Sonocatalytic activity activity of a heterostructured beta-Bi2O3/Bi2O2CO3 nanoplate in degradation of bisphenol A

Abstract

Novel heterostructured beta-Bi2O3/Bi2O2CO3 nanoplates (hBN) were synthesized to observe the sonocatalytic degradation of bisphenol A (BPA) (widely used as a model pollutant) under ultrasonic (US) irradiation.

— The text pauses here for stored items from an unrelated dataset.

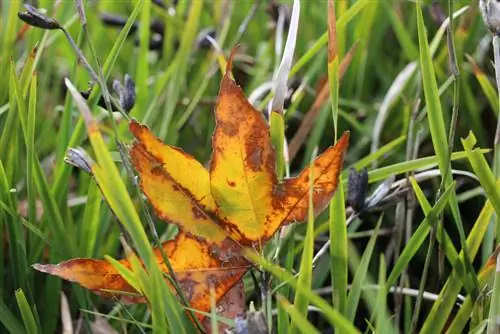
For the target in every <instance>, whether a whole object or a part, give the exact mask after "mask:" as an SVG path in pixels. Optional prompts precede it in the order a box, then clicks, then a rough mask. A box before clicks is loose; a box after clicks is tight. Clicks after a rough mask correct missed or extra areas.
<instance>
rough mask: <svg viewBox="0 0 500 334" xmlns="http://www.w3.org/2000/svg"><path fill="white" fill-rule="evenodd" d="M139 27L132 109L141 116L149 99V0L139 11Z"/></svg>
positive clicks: (148, 0)
mask: <svg viewBox="0 0 500 334" xmlns="http://www.w3.org/2000/svg"><path fill="white" fill-rule="evenodd" d="M139 22H140V25H139V57H138V61H137V69H136V72H135V73H136V76H135V79H136V82H137V98H136V103H135V107H134V109H135V110H137V111H138V112H139V114H138V116H139V118H141V117H140V115H142V114H143V113H144V112H145V111H146V109H147V103H148V99H149V89H148V77H149V40H150V22H151V0H145V1H144V5H143V6H142V10H141V18H140V21H139Z"/></svg>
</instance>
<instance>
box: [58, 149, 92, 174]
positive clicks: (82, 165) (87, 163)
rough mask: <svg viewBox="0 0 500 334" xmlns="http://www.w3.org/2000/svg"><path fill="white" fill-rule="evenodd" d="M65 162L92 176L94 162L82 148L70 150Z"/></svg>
mask: <svg viewBox="0 0 500 334" xmlns="http://www.w3.org/2000/svg"><path fill="white" fill-rule="evenodd" d="M64 162H66V163H67V164H70V165H72V166H75V167H77V168H80V169H82V170H84V171H86V172H87V173H89V174H92V165H93V164H94V161H93V160H92V159H91V158H90V157H89V156H88V155H87V153H86V152H85V151H84V150H83V149H82V148H69V149H68V151H67V152H66V156H65V157H64Z"/></svg>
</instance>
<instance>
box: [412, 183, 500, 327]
mask: <svg viewBox="0 0 500 334" xmlns="http://www.w3.org/2000/svg"><path fill="white" fill-rule="evenodd" d="M497 185H498V186H500V182H499V183H497ZM493 211H494V210H493V205H492V204H491V202H490V201H487V202H486V204H485V206H484V207H483V210H482V211H481V213H480V214H479V217H478V218H477V220H476V222H475V223H474V225H473V228H472V231H471V232H470V234H469V237H468V238H467V246H468V247H469V254H470V255H471V256H472V257H474V256H475V255H476V254H477V252H478V250H479V246H480V244H481V241H482V239H483V237H484V234H485V233H486V231H487V229H488V225H489V222H490V219H491V216H492V214H493ZM459 257H460V258H462V259H463V252H460V255H459ZM461 288H462V281H461V279H460V277H459V275H458V273H457V270H456V268H454V269H453V272H452V273H451V275H450V276H449V278H448V280H447V282H446V284H445V285H444V288H443V289H442V290H441V292H440V293H439V297H438V300H436V301H435V302H434V305H433V306H432V309H431V311H430V312H429V314H428V316H427V319H426V320H425V322H424V324H423V327H422V330H421V333H436V332H440V331H441V330H442V328H443V327H444V326H445V323H446V321H447V319H448V316H449V314H450V312H451V309H452V308H453V305H454V303H455V299H456V297H457V294H458V293H459V292H460V289H461Z"/></svg>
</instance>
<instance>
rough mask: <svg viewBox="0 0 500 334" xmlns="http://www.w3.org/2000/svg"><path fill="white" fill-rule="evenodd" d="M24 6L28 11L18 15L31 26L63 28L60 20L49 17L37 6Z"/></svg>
mask: <svg viewBox="0 0 500 334" xmlns="http://www.w3.org/2000/svg"><path fill="white" fill-rule="evenodd" d="M24 8H26V11H25V12H19V13H17V16H19V18H20V19H21V20H23V21H24V22H26V23H27V24H29V25H30V26H33V27H37V28H41V29H47V30H55V29H61V25H60V24H59V22H57V21H56V20H54V19H53V18H50V17H48V16H47V15H45V14H44V13H42V12H40V11H39V10H38V9H36V8H35V7H33V6H31V5H29V4H25V5H24Z"/></svg>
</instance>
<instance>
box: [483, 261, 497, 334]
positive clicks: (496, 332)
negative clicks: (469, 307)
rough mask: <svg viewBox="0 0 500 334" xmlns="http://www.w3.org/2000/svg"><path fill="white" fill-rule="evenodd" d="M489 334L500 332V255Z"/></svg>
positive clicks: (488, 315) (489, 317) (494, 284)
mask: <svg viewBox="0 0 500 334" xmlns="http://www.w3.org/2000/svg"><path fill="white" fill-rule="evenodd" d="M486 332H487V333H488V334H495V333H498V332H500V255H497V261H496V268H495V281H494V283H493V294H492V295H491V303H490V313H489V315H488V329H487V331H486Z"/></svg>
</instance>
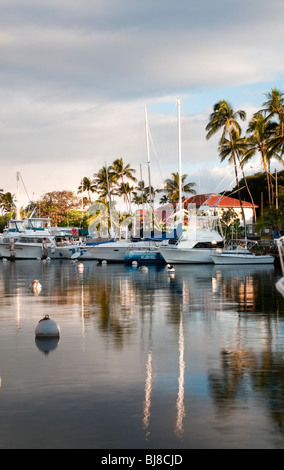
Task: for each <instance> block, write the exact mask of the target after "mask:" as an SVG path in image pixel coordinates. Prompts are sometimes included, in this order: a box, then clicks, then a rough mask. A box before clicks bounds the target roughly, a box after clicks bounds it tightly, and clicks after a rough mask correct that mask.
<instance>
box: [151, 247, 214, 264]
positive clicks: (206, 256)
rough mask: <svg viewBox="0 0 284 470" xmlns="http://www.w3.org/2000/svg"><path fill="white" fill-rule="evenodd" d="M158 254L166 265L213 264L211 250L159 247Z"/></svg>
mask: <svg viewBox="0 0 284 470" xmlns="http://www.w3.org/2000/svg"><path fill="white" fill-rule="evenodd" d="M159 251H160V253H161V254H162V256H163V258H164V259H165V261H166V262H167V263H168V264H209V263H211V264H212V263H213V260H212V257H211V253H212V248H190V249H188V248H185V249H183V248H178V247H175V246H168V247H160V248H159Z"/></svg>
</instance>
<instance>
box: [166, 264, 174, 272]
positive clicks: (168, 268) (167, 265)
mask: <svg viewBox="0 0 284 470" xmlns="http://www.w3.org/2000/svg"><path fill="white" fill-rule="evenodd" d="M167 270H168V273H170V274H172V273H174V272H175V268H174V267H173V266H172V265H171V264H167Z"/></svg>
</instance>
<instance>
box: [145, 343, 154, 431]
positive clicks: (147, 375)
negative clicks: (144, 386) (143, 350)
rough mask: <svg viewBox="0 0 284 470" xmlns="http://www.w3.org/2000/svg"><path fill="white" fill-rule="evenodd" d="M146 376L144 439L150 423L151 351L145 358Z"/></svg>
mask: <svg viewBox="0 0 284 470" xmlns="http://www.w3.org/2000/svg"><path fill="white" fill-rule="evenodd" d="M146 370H147V375H146V382H145V401H144V417H143V425H144V429H145V431H146V437H148V435H149V434H150V432H149V430H148V428H149V422H150V408H151V393H152V351H149V353H148V358H147V366H146Z"/></svg>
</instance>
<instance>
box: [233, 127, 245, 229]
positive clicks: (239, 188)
mask: <svg viewBox="0 0 284 470" xmlns="http://www.w3.org/2000/svg"><path fill="white" fill-rule="evenodd" d="M229 135H230V140H231V146H232V150H233V160H234V167H235V178H236V183H237V188H238V196H239V202H240V206H241V211H242V216H243V221H244V227H245V233H246V218H245V211H244V208H243V203H242V199H241V193H240V183H239V178H238V170H237V162H236V154H235V150H234V143H233V136H232V134H231V130H229Z"/></svg>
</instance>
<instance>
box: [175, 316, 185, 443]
mask: <svg viewBox="0 0 284 470" xmlns="http://www.w3.org/2000/svg"><path fill="white" fill-rule="evenodd" d="M184 370H185V362H184V332H183V320H182V314H181V315H180V324H179V379H178V397H177V402H176V407H177V420H176V428H175V432H176V434H177V436H179V437H181V436H182V434H183V431H184V429H183V420H184V417H185V406H184Z"/></svg>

Prior to obtaining the hBN, the Bi2O2CO3 micropowder precursor was prepared under hydrothermal conditions and then converted to hBN by increasing the calcination temperature to 300 degrees C. The synthesized hBN samples were characterized by field emission scanning electron microscope with energy dispersive X-ray analysis (FESEM/EDX), transmission electron microscopy (TEM), X-ray diffraction (XRD), ultraviolet-visible spectrophotometer diffuse reflection spectroscopy (UV-vis DRS), and X-ray photoelectron spectroscopy (XPS). The hBN/US system exhibited greater sonocatalytic activity for the degradation of EPA than the US treatment with the single element bismuth oxide, beta-Bi2O3 prepared by annealing the Bi2O2CO3 precursor at 400 degrees C for 1 h. The US frequency and US power intensity in the hBN/US system were the key operating parameters, which were responsible for the complete degradation of BPA during 6 h of reactions. The degradation efficiency of EPA under the US irradiation was positively correlated with the dose of hBN. Our findings indicate that heterostructured hBN can be used as an efficient sonocatalyst for the catalytic degradation of EPA in water and wastewater treatment.